Penne with Peas and Pancetta Recipe

Penne with Peas and Pancetta Recipe

  • 6 ounces dried penne pasta
  • 4 ounces pancetta or bacon, coarsely chopped
  • 1 medium onion, chopped
  • 3 cloves garlic, minced
  • 1 1/4 cups fat-free milk
  • 1 tablespoon all-purpose flour
  • 1 (15 ounce) can Del Monte® Sweet Peas, drained
  • 1/3 cup Parmesan cheese
  • Cracked black pepper
  • Chopped fresh sage leaves (optional)
  1. Cook pasta according to package directions; drain. Cover and keep warm.

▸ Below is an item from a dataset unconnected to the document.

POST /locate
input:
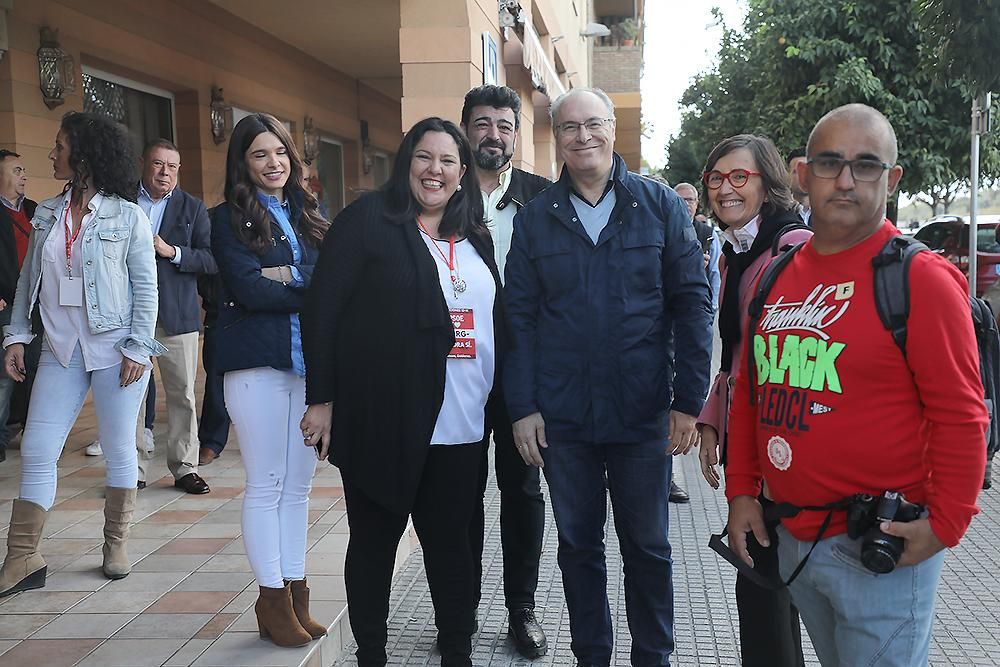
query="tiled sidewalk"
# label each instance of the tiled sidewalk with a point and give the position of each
(188, 599)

  2. Cook pancetta over medium heat in a large skillet until crisp. Using a slotted spoon, transfer pancetta to paper towels to drain, reserving 1 tablespoon drippings in skillet. Add onion and garlic to drippings in skillet; cook and stir for 4 to 5 minutes or until tender.
  3. Whisk together milk and flour in a small bowl. Add milk mixture to skillet. Cook and stir until thickened and bubbly. Cook and stir for 2 more minutes. Add canned peas and pancetta to the cooked pasta; gently toss to coat.
  4. To serve, sprinkle pasta with cheese and pepper. If desired, top with sage.